Max Consecutive Ones III

Given a binary array nums and an integer k, return the maximum number of consecutive 1's in the array if you can flip at most k 0's. For example:

Example 1:

Input: nums = [1,1,1,0,0,0,1,1,1,1,0], k = 2 Output: 6 Explanation: [1,1,1,0,0,1,1,1,1,1,1] Bolded numbers were flipped from 0 to 1. The longest subarray is underlined.

Example 2:

Input: nums = [0,0,1,1,0,0,1,1,1,0,1,1,0,0,0,1,1,1,1], k = 3 Output: 10 Explanation: [0,0,1,1,1,1,1,1,1,1,1,1,0,0,0,1,1,1,1] Bolded numbers were flipped from 0 to 1. The longest subarray is underlined.

class Solution:
    def longestOnes(self, nums: List[int], k: int) -> int:
        left = 0
        zeros = 0
        max_len = 0

        for right in range(len(nums)):
            if nums[right] == 0:
                zeros += 1

            while zeros > k:
                if nums[left] == 0:
                    zeros -= 1
                left += 1

            max_len = max(max_len, right - left + 1)

        return max_len

Brute Force Solution

The brute force solution would involve iterating through all possible subarrays and, for each subarray, counting the number of zeros. If the number of zeros is less than or equal to k, we update the maximum length. This is highly inefficient.

Optimal Solution

The optimal solution uses a sliding window approach. We maintain a window and track the number of zeros within the window. If the number of zeros exceeds k, we shrink the window from the left until the number of zeros is back within the limit.

Big(O) Run-time Analysis

The run-time complexity is O(n), where n is the length of the input array nums. The for loop iterates through the array once, and the while loop inside it runs at most n times in total (as left can only increment up to n).

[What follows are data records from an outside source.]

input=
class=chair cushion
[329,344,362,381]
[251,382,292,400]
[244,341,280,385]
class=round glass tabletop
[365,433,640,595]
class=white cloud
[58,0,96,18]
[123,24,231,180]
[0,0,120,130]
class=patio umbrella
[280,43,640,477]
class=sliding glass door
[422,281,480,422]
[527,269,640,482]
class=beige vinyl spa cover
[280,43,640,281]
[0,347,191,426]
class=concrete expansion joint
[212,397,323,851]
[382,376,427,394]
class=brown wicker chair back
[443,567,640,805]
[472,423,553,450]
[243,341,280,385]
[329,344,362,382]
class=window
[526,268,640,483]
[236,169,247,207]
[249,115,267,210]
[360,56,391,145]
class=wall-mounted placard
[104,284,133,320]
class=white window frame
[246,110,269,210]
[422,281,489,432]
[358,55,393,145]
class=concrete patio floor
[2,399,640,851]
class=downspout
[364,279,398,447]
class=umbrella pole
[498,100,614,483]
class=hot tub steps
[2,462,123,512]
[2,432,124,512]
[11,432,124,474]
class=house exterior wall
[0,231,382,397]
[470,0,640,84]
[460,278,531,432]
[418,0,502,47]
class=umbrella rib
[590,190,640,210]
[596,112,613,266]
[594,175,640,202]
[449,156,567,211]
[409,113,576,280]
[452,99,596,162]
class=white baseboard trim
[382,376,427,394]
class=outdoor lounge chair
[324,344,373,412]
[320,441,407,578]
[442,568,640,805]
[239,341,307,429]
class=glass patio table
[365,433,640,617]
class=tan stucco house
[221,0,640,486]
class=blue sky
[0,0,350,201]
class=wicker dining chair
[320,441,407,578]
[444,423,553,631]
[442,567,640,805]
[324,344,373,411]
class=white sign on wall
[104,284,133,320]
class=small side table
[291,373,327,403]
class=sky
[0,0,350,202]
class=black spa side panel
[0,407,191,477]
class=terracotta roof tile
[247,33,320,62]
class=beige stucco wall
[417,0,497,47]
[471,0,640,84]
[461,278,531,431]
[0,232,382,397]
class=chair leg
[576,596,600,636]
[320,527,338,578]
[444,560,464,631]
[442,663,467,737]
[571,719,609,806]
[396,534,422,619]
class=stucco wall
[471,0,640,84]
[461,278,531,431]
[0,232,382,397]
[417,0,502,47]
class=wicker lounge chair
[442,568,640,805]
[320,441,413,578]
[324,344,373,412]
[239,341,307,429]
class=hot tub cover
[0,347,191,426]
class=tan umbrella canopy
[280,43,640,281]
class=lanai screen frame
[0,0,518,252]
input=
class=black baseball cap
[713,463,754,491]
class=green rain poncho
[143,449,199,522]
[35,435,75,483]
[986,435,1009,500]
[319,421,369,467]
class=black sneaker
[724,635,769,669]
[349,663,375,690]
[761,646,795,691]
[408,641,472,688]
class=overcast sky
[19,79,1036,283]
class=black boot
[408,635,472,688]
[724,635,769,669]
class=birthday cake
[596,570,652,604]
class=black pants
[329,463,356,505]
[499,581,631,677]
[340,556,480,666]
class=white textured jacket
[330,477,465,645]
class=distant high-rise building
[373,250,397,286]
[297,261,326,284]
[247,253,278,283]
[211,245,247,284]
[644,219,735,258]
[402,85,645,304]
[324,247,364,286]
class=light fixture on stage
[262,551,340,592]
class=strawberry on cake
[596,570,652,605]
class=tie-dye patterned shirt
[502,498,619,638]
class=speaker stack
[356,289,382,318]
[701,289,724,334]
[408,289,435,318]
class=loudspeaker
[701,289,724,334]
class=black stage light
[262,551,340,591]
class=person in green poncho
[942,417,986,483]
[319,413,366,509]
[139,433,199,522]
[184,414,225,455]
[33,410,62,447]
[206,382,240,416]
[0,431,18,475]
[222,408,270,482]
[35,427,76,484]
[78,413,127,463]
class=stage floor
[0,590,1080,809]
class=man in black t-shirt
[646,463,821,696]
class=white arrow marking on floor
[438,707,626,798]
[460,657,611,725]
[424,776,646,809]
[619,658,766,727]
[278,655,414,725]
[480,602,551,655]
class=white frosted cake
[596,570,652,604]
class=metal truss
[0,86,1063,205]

Big(O) Space Usage Analysis

The space complexity is O(1) because we only use a few constant extra variables (left, zeros, max_len). The algorithm operates in place without using additional data structures that scale with the input size.

Edge Cases

1. Empty Array: If the input array nums is empty, the function should return 0.
2. k = 0: If k is 0, the function should return the maximum number of consecutive 1s in the array without flipping any zeros.
3. k >= length of nums: If k is greater than or equal to the length of nums, the function should return the length of nums because we can flip all zeros to ones.
4. All 1s: If the array contains all 1s, the function should return the length of the array.
5. All 0s: If the array contains all 0s, the function should return k (or the length of the array, whichever is smaller).